In my training role I’ve also done a lot of work with systems. I was working with managed care organizations to help educate them about how they could better support their provider network through policy and funding mechanisms and was doing a lot of that same consultation for the state Department of Health and Human Services, where a lot of the funding comes through NC DHHS to the MCOs, especially for uninsured people. I have both macro and micro experience from my previous work history. 

What are some of your goals for teaching at the School? 

I am hoping that my experience will spark some interest in getting some students to consider working in community-based mental health. There’s a real issue across the state, and probably across the nation, workforce-wise. We just don’t have enough qualified people working in these settings, so I’m hoping that I’ll be able to teach students about some of these services and where they are across the state and the impact they can have and also utilize connections I have in that world to provide more ongoing, real-life experience and education to the students. I envision having people come and speak about the work that they do. I understand that won’t be a big part of the coursework, but I think I’ll be able to lean into my connections.  

I want to help inform students about how policy and funding impact the work that happens out in the field, being able to relay those policy and funding challenges to what patients or people receiving services are going to get from providers. So, I want to make those connections for students.  
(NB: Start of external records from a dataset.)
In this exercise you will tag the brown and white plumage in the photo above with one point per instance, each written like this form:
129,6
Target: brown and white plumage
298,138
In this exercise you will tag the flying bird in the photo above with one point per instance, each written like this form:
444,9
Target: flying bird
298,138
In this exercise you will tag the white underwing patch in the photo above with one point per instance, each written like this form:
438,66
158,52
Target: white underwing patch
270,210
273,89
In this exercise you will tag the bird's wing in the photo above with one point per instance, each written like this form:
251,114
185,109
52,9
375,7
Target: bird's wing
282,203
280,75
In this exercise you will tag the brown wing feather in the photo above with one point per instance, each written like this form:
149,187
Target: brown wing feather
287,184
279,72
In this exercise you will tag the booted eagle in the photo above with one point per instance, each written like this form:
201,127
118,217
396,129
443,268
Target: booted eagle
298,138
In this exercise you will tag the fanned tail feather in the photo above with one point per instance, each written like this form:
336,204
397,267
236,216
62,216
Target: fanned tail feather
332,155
Why did you decide to join the School? 

One of the issues was, since the pandemic, seeing the real workforce challenges and issues that providers are facing, especially in community-based services. It’s not an office-based clinical setting, so providers are out there meeting people needing help in their homes, out in the communities. I think that became a lot less appealing during Covid, for obvious reasons. One of the things is I see this as an opportunity to help create opportunities for students to engage in that type of work, which I think is really valuable and important.  

I’m an alum of the program, so I feel like this is also a bit of a coming home. I worked for over 20 years at the (North Carolina) Department of Health and Human Services and worked in the Department of Psychiatry at UNC, so I was a social worker working in other environments and settings and I see this as a coming home. The School’s mission and values align very well with my own. I’m excited to work in more of a teaching setting.  

As a trainer and consultant for the state on the supportive employment service for the last nine-plus years, I was doing a lot of teaching. I was providing a lot of face-to-face trainings around the model to providers, so in some sense I was already doing some teaching in that setting. It seems like a very natural progression to me. 

What are some of your interests or hobbies? 

When I do have free time, and it’s not a lot of free time, I will do some backpacking. On long weekends I’ll go up to the mountains and backpack for two or three nights at a time. I probably do that a couple weekends a year right now, I’d like to do more. I travel, so I’m hoping to do some more traveling.